On one side, I want to make popular pictures. Literally popular, the ones that get the oohs and aahs and the likes on web pages. On the other side, I want to make personal pictures, pictures that resonate with my life and its history. Sometimes the two coincide. But not very often.
In my heart, I know that photography simply to gain approval is a complete dead end artistically. All I’m really doing here is propping up my insecurities. Very few of the photographs that I’ve taken in the past that fall into this category have any meaning for me today. Ultimately, all I got was a short term buzz that evaporated too quickly.
I’m self-aware enough to be fully cognizant of this personality trait, yet does it stop me seeking that very same approval? No. I still want my oohs, aahs and likes. It’s an addiction that I find very difficult to shake.
But I’m trying. Particularly over the past year, I’ve been to some extent avoiding what one might call local beauty spots or photo ops and simply been documenting my usual daily existence. This had produced an extensive repertoire of photographs of much the same scenes, albeit at different times of year and under differing conditions. None – or few at least – have much affinity to what might be called popular photography.
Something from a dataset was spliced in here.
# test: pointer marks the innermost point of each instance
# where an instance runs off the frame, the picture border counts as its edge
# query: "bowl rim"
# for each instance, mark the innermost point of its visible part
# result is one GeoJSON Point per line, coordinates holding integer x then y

There are more like a diary – a record of my days. Never before have I been so thorough or consistent in collecting such images, and looking back through the growing collection, I see multiple near-duplicates. But unlike the duplicates that are so easy to rapidly gather with a digital camera as the shutter finger takes over, each one is stamped, however subtly, with an individuality that is a product of its place and time.
At some point, when I am ready, I will take stock of these photographs and consider what to do with them. A collage might be very effective as a visual snapshot of lengthy period of time. Or something else perhaps. Whatever it is, the material I’ll need continues to accumulate and this is satisfying on a deep level. I’m growing something here. It will be most fulfilling to see it flower.